Enquanto o Brasil debate propostas para reduzir jornadas de trabalho, acabando com a escala 6×1 e adotando a 5×2, a Argentina decidiu seguir o caminho oposto e aprovou mudanças que flexibilizam regras trabalhistas, incluindo a possibilidade de jornadas de até 12 horas por dia. A reforma econômica do governo do presidente Javier Milei tem como estratégia estimular investimentos e recuperar a economia argentina.
A chamada Lei de Modernização do Trabalho foi aprovada em fevereiro em meio ao avanço da informalidade e ao aumento do desemprego no país. O governo argentino afirma que a medida atualiza relações trabalhistas consideradas ultrapassadas e pode incentivar empresas a contratar mais trabalhadores. Já sindicatos e movimentos sociais classificam as mudanças como um retrocesso nos direitos trabalhistas e têm promovido protestos contra a reforma nas ruas.

Entre os principais pontos da nova legislação está a autorização para jornadas de até 12 horas diárias, desde que seja respeitado o limite máximo de 48 horas semanais. Na prática, a carga horária oficial permanece a mesma, oito horas por dia e 48 semanais, mas patrões e empregados passam a poder negociar formatos específicos de distribuição da jornada em determinadas situações.
Argentina coloca em prática nova reforma trabalhista
A reforma também alterou regras relacionadas às indenizações por demissão sem justa causa, retirando do cálculo itens como 13º salário e bônus.

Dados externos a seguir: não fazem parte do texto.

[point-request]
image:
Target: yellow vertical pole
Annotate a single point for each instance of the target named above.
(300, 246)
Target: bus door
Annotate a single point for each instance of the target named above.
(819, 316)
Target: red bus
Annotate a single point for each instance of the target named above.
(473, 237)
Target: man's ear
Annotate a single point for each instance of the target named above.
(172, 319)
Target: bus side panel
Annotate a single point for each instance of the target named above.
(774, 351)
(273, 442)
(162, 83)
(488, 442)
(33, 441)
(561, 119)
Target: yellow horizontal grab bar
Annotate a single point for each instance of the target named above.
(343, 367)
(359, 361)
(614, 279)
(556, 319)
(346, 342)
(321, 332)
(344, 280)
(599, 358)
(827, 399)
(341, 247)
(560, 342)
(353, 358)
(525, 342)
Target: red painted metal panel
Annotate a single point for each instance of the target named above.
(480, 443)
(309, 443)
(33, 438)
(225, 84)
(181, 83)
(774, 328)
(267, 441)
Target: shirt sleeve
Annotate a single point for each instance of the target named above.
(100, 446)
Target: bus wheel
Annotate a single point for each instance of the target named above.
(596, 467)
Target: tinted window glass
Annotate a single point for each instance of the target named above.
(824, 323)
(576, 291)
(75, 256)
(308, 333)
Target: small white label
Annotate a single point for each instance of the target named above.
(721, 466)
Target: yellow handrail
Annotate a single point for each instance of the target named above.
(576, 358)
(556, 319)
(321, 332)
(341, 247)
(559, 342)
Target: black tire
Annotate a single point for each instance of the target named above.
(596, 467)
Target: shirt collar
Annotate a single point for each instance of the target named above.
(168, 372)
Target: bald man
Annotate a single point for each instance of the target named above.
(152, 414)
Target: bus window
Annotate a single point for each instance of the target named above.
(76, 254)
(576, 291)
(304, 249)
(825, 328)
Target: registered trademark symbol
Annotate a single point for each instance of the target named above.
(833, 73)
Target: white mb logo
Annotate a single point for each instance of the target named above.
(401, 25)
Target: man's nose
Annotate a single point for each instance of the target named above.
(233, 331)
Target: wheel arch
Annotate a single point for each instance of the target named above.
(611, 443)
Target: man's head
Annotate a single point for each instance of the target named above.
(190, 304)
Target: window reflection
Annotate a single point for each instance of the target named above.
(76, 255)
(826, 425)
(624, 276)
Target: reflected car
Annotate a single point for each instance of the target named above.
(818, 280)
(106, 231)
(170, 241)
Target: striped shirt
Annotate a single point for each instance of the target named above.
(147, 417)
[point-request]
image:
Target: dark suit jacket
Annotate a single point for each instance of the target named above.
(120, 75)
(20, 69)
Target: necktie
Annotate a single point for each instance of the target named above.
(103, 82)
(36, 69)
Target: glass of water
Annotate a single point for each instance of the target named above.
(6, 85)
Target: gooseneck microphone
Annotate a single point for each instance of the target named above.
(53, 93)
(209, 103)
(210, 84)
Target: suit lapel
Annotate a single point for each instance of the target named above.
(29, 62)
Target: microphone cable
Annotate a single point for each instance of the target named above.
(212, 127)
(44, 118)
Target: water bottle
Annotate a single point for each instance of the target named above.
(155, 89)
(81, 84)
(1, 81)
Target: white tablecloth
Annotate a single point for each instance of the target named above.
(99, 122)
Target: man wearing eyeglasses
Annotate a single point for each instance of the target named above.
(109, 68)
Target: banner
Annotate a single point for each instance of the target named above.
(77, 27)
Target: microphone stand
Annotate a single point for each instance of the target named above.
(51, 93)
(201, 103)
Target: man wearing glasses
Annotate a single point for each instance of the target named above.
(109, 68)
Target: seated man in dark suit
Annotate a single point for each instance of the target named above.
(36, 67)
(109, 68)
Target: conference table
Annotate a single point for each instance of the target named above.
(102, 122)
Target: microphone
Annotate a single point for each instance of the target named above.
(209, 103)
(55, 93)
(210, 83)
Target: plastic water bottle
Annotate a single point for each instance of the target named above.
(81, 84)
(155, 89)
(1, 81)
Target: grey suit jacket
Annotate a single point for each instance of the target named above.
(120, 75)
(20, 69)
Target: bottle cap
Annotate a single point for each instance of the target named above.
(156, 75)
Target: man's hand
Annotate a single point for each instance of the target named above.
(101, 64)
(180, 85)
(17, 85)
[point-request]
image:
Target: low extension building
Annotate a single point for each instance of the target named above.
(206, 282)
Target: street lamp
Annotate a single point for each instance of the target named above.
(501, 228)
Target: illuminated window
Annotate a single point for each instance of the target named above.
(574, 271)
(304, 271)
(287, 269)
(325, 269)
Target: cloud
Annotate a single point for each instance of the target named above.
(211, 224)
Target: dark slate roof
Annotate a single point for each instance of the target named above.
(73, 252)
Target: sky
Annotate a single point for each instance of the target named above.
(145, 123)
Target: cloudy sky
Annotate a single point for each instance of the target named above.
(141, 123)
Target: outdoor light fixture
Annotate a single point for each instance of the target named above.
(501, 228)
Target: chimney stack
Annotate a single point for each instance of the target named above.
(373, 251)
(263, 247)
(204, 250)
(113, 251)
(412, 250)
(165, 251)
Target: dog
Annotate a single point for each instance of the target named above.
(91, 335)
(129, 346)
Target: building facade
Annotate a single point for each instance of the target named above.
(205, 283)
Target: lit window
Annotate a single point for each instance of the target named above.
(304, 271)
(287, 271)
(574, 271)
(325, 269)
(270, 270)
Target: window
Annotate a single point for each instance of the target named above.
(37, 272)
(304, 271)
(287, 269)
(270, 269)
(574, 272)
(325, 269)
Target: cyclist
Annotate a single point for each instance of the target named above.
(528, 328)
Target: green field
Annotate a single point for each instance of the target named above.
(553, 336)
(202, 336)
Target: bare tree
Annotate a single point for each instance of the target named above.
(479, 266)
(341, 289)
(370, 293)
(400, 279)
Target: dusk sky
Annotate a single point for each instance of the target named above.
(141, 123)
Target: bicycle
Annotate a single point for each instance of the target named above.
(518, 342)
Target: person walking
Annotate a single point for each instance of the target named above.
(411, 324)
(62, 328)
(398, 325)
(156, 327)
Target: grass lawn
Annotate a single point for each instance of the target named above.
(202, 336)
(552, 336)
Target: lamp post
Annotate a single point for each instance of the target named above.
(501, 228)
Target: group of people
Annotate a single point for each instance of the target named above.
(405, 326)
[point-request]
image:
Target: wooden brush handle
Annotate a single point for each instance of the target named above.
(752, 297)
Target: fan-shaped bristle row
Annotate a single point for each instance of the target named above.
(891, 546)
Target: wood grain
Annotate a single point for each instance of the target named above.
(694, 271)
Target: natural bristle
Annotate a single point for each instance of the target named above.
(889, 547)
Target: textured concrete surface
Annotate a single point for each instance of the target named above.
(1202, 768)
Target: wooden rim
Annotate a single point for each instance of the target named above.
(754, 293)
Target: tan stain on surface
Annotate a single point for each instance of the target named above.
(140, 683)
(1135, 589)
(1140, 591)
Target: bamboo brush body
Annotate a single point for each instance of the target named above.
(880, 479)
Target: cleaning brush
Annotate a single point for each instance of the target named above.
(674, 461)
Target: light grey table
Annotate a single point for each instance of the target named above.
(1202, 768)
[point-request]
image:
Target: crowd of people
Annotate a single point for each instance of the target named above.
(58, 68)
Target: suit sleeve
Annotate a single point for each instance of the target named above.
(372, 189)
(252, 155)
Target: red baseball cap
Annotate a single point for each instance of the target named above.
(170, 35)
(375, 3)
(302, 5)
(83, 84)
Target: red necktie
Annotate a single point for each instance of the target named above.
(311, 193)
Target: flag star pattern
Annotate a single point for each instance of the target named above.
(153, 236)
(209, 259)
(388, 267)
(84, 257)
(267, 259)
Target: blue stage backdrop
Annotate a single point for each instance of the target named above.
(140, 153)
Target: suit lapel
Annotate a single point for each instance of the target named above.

Outro ponto polêmico envolve trabalhadores de aplicativos, que agora podem ser enquadrados como autônomos ou independentes. Além disso, houve ampliação da lista de serviços essenciais, restringindo o direito de greve em setores como educação e alfândega.
As mudanças seguem sendo alvo de disputas judiciais. A Confederação Geral do Trabalho tentou barrar a reforma nos tribunais, mas a Justiça federal manteve a validade da lei no início de maio. Mesmo assim, outros processos continuam em andamento. Especialistas avaliam que parte das atualizações pode modernizar relações de trabalho, embora exista dúvida sobre o impacto real da medida na geração de empregos e na recuperação econômica prometida pelo governo.